Breaking changes
R package
- In R package we have changed parameter name `target` to `label` in method [`save_pool()`](https://tech.yandex.com/catboost/doc/dg/concepts/r-reference_catboost-save_pool-docpage/)
Python package
- We don't support Python 3.4 anymore
- CatBoostClassifier and CatBoostRegressor [`get_params()`](https://tech.yandex.com/catboost/doc/dg/concepts/python-reference_catboostclassifier_get_params-docpage/) method now returns only the params that were explicitly set when constructing the object. That means that CatBoostClassifier and CatBoostRegressor get_params() will not contain 'loss_function' if it was not specified.
This also means that this code:
(python)
model1 = CatBoostClassifier()
params = model1.get_params()
model2 = CatBoost(params)
will create model2 with default loss_function RMSE, not with Logloss.
This breaking change is done to support sklearn interface, so that sklearn GridSearchCV can work.
- We've removed several attributes and changed them to functions. This was needed to avoid sklearn warnings:
`is_fitted_` => [`is_fitted()`](https://tech.yandex.com/catboost/doc/dg/concepts/python-reference_catboostclassifier_is_fitted-docpage/)
`metadata_` => [`get_metadata()`](https://tech.yandex.com/catboost/doc/dg/concepts/python-reference_catboostclassifier_metadata-docpage/)
- We removed file with model from constructor of estimator. This was also done to avoid sklearn warnings.
Educational materials
- We added [tutorial](https://github.com/catboost/tutorials/blob/master/ranking/ranking_tutorial.ipynb) for our ranking modes.
- We published our [slides](https://github.com/catboost/catboost/tree/master/slides), you are very welcome to use them.
Improvements
All
- Now it is possible to save model in json format.
- We have added Java interface for CatBoost model
- We now have static linkage with CUDA, so you don't have to install any particular version of CUDA to get catboost working on GPU.
- We implemented both multiclass modes on GPU, it is very fast.
- It is possible now to use multiclass with string labels, they will be inferred from data
- Added `use_weights` parameter to [metrics](https://tech.yandex.com/catboost/doc/dg/concepts/loss-functions-docpage/). By default all metrics, except for AUC use weights, but you can disable it. To calculate metric value without weights, you need to set this parameter to false. Example: Accuracy:use_weights=false. This can be done only for custom_metrics or eval_metric, not for the objective function. Objective function always uses weights if they are present in the dataset.
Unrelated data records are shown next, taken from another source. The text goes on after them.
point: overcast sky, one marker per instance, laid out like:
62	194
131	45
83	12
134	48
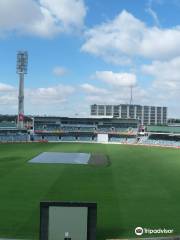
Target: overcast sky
90	51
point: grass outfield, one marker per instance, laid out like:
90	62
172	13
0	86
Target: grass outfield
141	187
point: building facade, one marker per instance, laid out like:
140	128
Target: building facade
148	115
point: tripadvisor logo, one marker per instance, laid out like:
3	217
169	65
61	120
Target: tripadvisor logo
140	231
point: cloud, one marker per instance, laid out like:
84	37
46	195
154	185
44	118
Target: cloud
41	100
90	89
166	74
44	18
116	79
152	13
125	38
59	71
50	95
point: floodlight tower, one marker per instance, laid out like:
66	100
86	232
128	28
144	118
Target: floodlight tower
131	95
22	61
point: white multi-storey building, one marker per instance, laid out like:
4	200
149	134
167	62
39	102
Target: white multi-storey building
148	115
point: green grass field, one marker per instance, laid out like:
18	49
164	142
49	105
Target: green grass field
141	187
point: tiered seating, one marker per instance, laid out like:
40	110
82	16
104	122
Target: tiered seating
14	138
160	142
163	129
6	125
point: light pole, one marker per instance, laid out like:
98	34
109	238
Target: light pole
22	61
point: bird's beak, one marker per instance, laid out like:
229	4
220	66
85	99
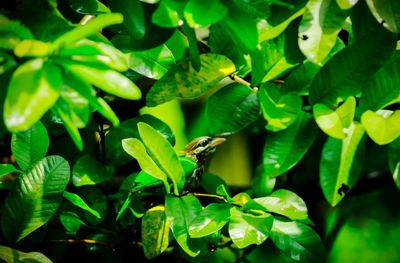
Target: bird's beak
217	141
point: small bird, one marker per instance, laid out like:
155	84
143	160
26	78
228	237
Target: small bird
199	150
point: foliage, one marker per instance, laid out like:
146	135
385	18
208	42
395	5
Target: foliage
99	98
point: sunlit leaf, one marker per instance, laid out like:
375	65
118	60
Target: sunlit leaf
35	197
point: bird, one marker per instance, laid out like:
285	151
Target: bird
199	151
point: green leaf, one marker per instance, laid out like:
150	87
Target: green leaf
279	110
247	229
137	150
334	122
382	126
240	108
91	27
26	104
319	27
384	87
341	163
286	148
35	197
155	232
210	220
30	146
12	255
180	213
163	155
346	72
106	79
298	241
386	13
128	129
152	63
77	200
282	202
200	13
88	171
133	13
183	81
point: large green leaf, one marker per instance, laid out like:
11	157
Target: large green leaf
137	150
88	171
298	241
210	220
30	146
341	163
285	149
35	198
152	63
346	72
384	86
383	126
387	13
180	213
155	231
183	81
280	110
12	255
240	108
163	155
26	104
247	229
283	202
320	25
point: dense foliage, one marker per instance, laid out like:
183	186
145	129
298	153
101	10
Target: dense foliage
100	98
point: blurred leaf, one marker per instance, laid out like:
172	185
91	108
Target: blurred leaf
210	220
298	241
384	87
240	108
282	202
286	148
320	25
155	231
133	13
382	127
279	110
341	163
137	150
12	255
77	200
163	155
88	171
386	13
152	63
201	13
26	104
35	197
247	229
180	213
30	146
184	82
334	122
128	129
346	72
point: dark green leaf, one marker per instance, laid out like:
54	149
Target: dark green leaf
30	146
88	171
285	149
35	198
184	82
298	241
210	220
341	163
240	108
247	229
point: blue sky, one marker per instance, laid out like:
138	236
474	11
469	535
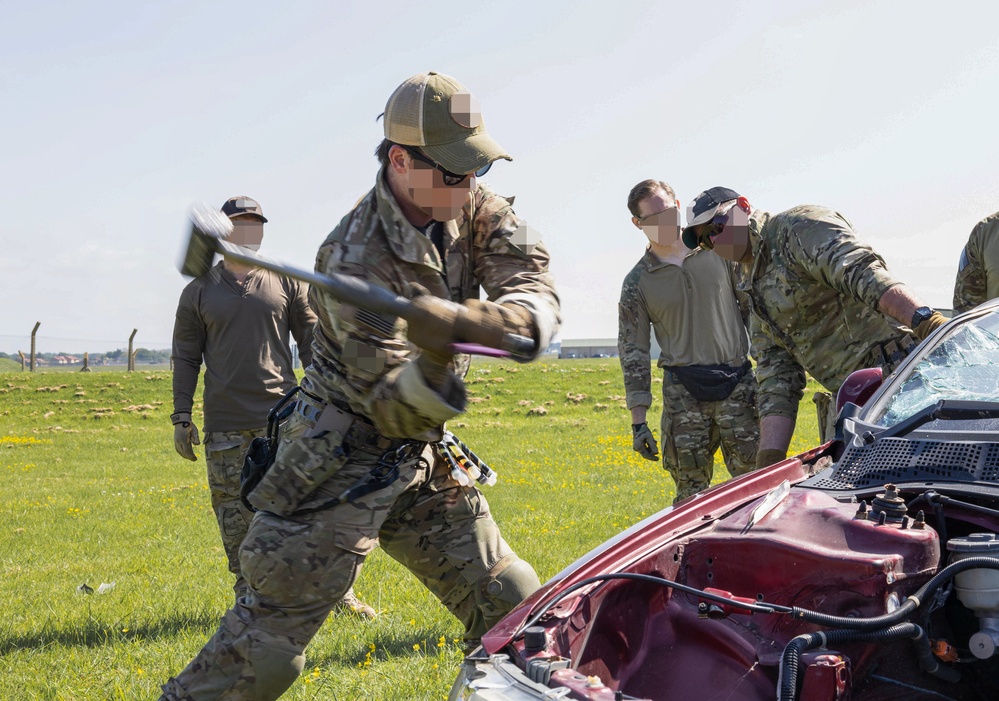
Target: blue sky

- We now use snapshot time intervals. It will work much faster if you save snapshot every 5 or 10 minutes instead of saving it on every iteration.
- Reduced memory consumption by ranking modes.
- Added automatic feature importance evaluation after completion of GPU training.
- Allow inexistent indexes in ignored features list
- Added [new metrics](https://tech.yandex.com/catboost/doc/dg/concepts/loss-functions-docpage/): `LogLikelihoodOfPrediction`, `RecallAt:top=k`, `PrecisionAt:top=k` and `MAP:top=k`.
- Improved quality for multiclass with weighted datasets.
- Pairwise modes now support automatic pairs generation (see [tutorial](https://github.com/catboost/tutorials/blob/master/ranking/ranking_tutorial.ipynb) for that).
- Metric `QueryAverage` is renamed to a more clear `AverageGain`. This is a very important ranking metric. It shows average target value in top k documents of a group.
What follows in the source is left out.